Puji Astuti Official Writer
9915

Nama saya Jeffrey Amin, keluarga saya sangat miskin. Waktu kecil, saya ingat sekali kami makan sehari hanya satu kali. Itupun terkadang saya masih harus berebut dengan adik saya. Kalau panen singkong, saya harus pikul dari kebun ke pasar, kurang lebih harus jalan kaki sejauh sepuluh kilo meter. Saya bertekad untuk keluar dari kemiskinan itu, untuk itu pada tahun 73 saya berangkat ke Jakarta.

Saya memulai dari berjualan kue, dan berkat bantuan seorang teman kemudian merintis usaha spare part kendaraan. Saya bekerja dengan kekuatan saya, dengan kehebatan saya, tipu sana tipu sini, dan akhirnya saya bisa menjadi kaya. Kaya mendadak.
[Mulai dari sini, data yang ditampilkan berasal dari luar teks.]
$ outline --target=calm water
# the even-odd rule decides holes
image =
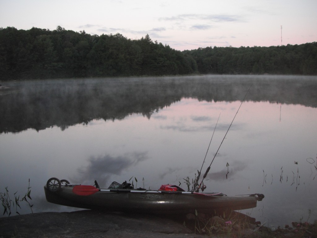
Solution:
[[[12,197],[17,191],[24,195],[29,178],[34,212],[73,210],[46,202],[43,186],[52,177],[91,185],[96,179],[104,187],[133,177],[138,187],[180,182],[186,189],[183,179],[200,169],[219,115],[203,173],[251,86],[211,165],[206,191],[264,194],[256,208],[242,212],[269,226],[317,219],[316,77],[2,84],[14,90],[0,94],[0,191],[7,186]]]

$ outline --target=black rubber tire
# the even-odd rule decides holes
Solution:
[[[61,189],[61,181],[56,178],[51,178],[47,181],[46,187],[51,192],[57,192]]]

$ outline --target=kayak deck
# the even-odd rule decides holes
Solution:
[[[44,189],[46,200],[50,202],[112,212],[187,213],[194,213],[196,210],[198,212],[213,213],[219,210],[237,210],[254,208],[257,201],[264,197],[262,195],[257,194],[229,196],[221,193],[98,189],[92,186],[67,184],[52,190],[48,185],[48,182]],[[82,192],[85,189],[86,192]],[[83,193],[81,193],[81,191]]]

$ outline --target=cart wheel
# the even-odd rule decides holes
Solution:
[[[66,179],[61,179],[61,185],[67,186],[68,184],[69,184],[70,183],[68,182],[68,180],[67,180]]]
[[[61,188],[61,183],[60,180],[56,178],[51,178],[47,181],[46,187],[52,192],[57,192]]]

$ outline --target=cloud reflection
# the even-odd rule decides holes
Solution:
[[[236,179],[235,176],[238,172],[243,171],[248,167],[245,162],[236,161],[233,162],[232,165],[229,165],[229,173],[228,175],[228,180],[232,180]],[[207,175],[207,179],[215,181],[221,181],[227,180],[226,175],[228,172],[227,168],[224,169],[221,171],[214,173],[210,173]]]
[[[146,152],[130,153],[115,157],[109,155],[92,157],[88,160],[87,166],[77,169],[79,177],[73,181],[90,184],[98,179],[98,182],[100,182],[100,185],[108,183],[111,175],[120,175],[124,170],[148,158]]]

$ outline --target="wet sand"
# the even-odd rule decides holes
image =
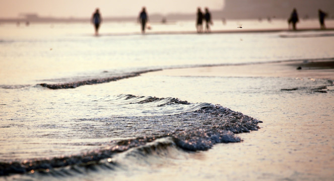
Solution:
[[[169,69],[150,72],[146,75],[291,77],[326,78],[332,81],[333,62],[332,60],[300,61]],[[298,70],[298,67],[301,67],[301,69]],[[327,88],[333,90],[334,86]],[[279,97],[275,101],[253,98],[254,101],[257,102],[253,105],[255,107],[252,111],[256,113],[247,112],[245,111],[247,109],[237,110],[256,115],[256,118],[263,121],[259,125],[261,129],[258,131],[238,135],[243,140],[241,143],[217,144],[207,151],[191,155],[191,159],[177,162],[179,171],[175,172],[173,168],[176,166],[171,165],[164,168],[164,171],[145,175],[145,178],[169,178],[170,172],[173,172],[175,180],[187,178],[194,180],[332,180],[333,92],[289,95]],[[257,106],[259,104],[261,106]],[[259,110],[261,107],[268,108]]]
[[[301,69],[298,69],[298,67]],[[235,77],[289,77],[334,78],[334,59],[166,69],[150,75]]]

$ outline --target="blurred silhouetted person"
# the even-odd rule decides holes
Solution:
[[[138,18],[139,21],[141,23],[142,25],[142,33],[145,33],[145,28],[146,27],[146,23],[149,21],[149,16],[146,13],[146,10],[145,10],[145,7],[143,7],[143,10],[142,12],[139,14],[139,17]]]
[[[319,9],[318,11],[319,14],[319,22],[320,22],[320,28],[322,29],[326,29],[325,26],[325,18],[327,16],[327,13]]]
[[[196,28],[197,32],[201,33],[203,31],[203,14],[201,11],[201,8],[197,9],[197,21],[196,22]]]
[[[296,24],[299,21],[298,19],[298,15],[297,14],[297,10],[296,9],[294,9],[292,13],[291,13],[291,16],[290,16],[290,18],[288,22],[289,22],[289,26],[290,26],[290,23],[292,24],[292,29],[294,30],[296,30]]]
[[[205,9],[205,14],[204,15],[204,18],[206,23],[206,30],[207,32],[210,31],[210,24],[212,25],[212,21],[211,21],[211,14],[209,12],[208,8]]]
[[[94,24],[94,27],[95,28],[95,35],[97,35],[99,32],[99,28],[100,28],[100,24],[102,21],[102,19],[100,14],[99,9],[97,8],[95,13],[93,14],[92,17],[92,23]]]

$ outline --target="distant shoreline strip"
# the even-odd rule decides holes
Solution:
[[[139,71],[136,72],[131,73],[130,74],[115,76],[111,77],[102,78],[100,79],[94,79],[92,80],[86,80],[82,81],[78,81],[74,82],[64,83],[56,83],[56,84],[48,84],[48,83],[40,83],[38,85],[42,86],[44,87],[52,89],[66,89],[66,88],[75,88],[82,85],[93,85],[99,83],[107,83],[113,81],[117,81],[118,80],[128,78],[130,77],[136,77],[140,75],[142,73],[162,70],[161,69],[152,69],[145,70],[142,71]]]

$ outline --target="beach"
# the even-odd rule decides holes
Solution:
[[[299,66],[302,67],[301,70],[297,70]],[[332,80],[333,68],[332,60],[312,62],[297,61],[166,70],[146,75],[273,76]],[[328,93],[324,95],[310,93],[316,95],[305,97],[283,95],[275,100],[245,98],[238,100],[237,103],[231,102],[234,102],[233,100],[227,101],[229,103],[227,104],[229,105],[249,106],[250,100],[259,103],[262,105],[261,107],[265,108],[259,109],[258,106],[254,104],[251,106],[253,107],[250,110],[246,108],[247,110],[241,111],[242,106],[238,110],[268,121],[260,124],[261,129],[258,131],[241,134],[240,136],[243,140],[241,143],[218,144],[207,152],[192,155],[195,159],[186,161],[188,166],[190,166],[191,168],[187,170],[180,168],[179,172],[176,173],[176,177],[185,176],[184,172],[191,172],[193,174],[186,174],[186,176],[194,179],[332,179],[334,176],[334,86],[332,83],[331,84],[322,89]],[[289,94],[298,94],[293,92]],[[259,110],[262,111],[258,112]],[[213,169],[214,174],[212,173]],[[167,175],[166,173],[165,176]],[[151,177],[153,178],[154,176]]]
[[[333,22],[2,24],[0,179],[332,180]]]

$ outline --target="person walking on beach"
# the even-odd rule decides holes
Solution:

Seringkali saya menjual spare part palsu dengan dus orisinil, tapi akibatnya penjualan saya menurun. Otomatis kalau saya membayar sales-sales dengan giro, kebanyakan cek kosong. Akhirnya nama saya rusak, dimana-mana saya dikenal karena keburukan. Akhirnya saya tidak punya pelanggan lagi, suplai barang tidak ada lagi, dan akhirnya toko saya mulai kehabisan spare part untuk dijual.

Dolom kondisi terpuruk itu saya masih terus pergi ke diskotik, di diskotik itu paling enak. Saya bisa dengar lagu dan senang-senang, tapi kalau di rumah, saya tidak bisa bersenang-senang dengan istri saya.

Bayang-bayang kemiskinan kembali muncul dalam hidup saya. Suatu hari saya pulang kerumah hanya bawa uang dua puluh ribu. Istri saya bertanya, “Dapat duit ngga papi?”

“Dapat duit cuma dua puluh ribu..”

“Ya udah, buat beli susu anak-anak saja..”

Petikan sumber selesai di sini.